大きな黒い影が浮かび上がり、怪魚の正体が判明した。


『デカ鱒』……レア度☆

お魚図鑑No.61。ただのデカい鱒。価値はない。


全長1.5mにも及ぶ巨大な鱒だが、その説明はあまりにも淡白なモノだった。

未だ見ぬ巨大魚を期待したが、そう甘くはない。樹は溜め息をついた。



「そっちはどうだ?新しい魚は釣れそうか?」

「駄目だな。既に図鑑に登録しているものばかりだ。とりあえず朝食にしよう」



この世界、なぜか『お魚図鑑』というものが全員に配られており、製作者から釣りをするよう推奨されている。釣り上げた魚を図鑑に登録することができ、図鑑を埋めることでほんの僅かだが、善行レベルの経験値を積むこともできるのだ。

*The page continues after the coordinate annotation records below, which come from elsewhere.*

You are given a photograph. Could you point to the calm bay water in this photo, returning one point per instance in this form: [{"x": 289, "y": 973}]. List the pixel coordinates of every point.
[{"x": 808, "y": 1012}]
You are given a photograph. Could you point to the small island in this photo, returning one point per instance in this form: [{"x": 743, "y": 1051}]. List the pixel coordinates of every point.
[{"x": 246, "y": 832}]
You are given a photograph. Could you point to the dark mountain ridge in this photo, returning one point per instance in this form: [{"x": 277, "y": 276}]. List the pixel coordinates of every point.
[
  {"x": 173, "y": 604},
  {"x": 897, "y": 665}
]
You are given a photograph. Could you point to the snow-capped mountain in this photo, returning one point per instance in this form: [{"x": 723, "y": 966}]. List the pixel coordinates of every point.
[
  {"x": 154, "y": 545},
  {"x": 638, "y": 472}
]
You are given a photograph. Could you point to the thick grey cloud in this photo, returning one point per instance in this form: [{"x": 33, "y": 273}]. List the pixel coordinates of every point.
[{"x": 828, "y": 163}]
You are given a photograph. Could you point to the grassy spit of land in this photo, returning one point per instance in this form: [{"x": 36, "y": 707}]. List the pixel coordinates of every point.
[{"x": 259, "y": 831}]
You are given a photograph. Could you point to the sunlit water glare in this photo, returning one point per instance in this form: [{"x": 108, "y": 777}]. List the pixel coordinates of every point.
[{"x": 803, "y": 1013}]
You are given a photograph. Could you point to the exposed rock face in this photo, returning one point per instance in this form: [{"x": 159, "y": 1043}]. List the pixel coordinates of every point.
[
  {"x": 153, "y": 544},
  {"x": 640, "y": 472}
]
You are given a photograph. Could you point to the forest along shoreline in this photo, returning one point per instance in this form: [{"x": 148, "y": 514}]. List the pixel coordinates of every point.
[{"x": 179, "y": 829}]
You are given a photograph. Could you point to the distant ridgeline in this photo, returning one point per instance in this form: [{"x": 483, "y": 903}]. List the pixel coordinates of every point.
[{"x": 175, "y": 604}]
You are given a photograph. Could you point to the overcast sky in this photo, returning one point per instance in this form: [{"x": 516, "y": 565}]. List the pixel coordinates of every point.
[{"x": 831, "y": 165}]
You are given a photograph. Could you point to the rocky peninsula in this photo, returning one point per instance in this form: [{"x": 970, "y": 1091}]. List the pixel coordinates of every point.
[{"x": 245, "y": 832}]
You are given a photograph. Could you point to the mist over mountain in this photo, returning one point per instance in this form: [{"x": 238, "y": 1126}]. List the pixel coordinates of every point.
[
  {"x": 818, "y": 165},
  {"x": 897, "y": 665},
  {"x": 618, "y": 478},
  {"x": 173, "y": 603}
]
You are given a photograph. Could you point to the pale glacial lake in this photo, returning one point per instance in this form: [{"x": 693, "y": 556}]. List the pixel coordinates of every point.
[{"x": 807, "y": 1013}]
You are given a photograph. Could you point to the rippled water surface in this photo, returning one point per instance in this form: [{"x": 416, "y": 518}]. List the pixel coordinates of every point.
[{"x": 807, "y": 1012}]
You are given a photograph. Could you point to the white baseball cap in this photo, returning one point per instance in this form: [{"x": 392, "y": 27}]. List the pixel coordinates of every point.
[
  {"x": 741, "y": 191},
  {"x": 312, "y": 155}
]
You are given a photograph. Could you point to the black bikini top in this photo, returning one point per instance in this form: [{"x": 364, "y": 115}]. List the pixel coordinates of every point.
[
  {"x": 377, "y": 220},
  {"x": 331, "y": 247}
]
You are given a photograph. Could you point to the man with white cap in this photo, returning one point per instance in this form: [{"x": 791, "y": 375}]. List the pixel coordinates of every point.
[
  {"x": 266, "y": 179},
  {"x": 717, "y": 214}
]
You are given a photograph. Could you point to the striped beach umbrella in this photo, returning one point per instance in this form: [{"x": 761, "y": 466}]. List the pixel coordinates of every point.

集めた薪に火をくべて、枝を突き刺した魚たちをバチバチと炙る。


「このお魚図鑑は全て埋めるとなにか特典があるのか?」

「噂によるとある。レア度の高いアイテムが貰えるということだが、詳細は俺も知らないな」

「なるほど、ゲームのやり込み要素の1つという感じか。どうせ強靭な釣り竿とかだろ、このロクでもない世界のことだ」


皮に良い焼き目がついたところで、お互いにそれぞれ串焼きに齧りついた。

自給自足も慣れたものだ。あっという間に食べきると、樹は時刻を確認する。


「……あと3時間か」


昂る気持ちを抑えながら、待ち合わせの時刻が近づくまで待機だ。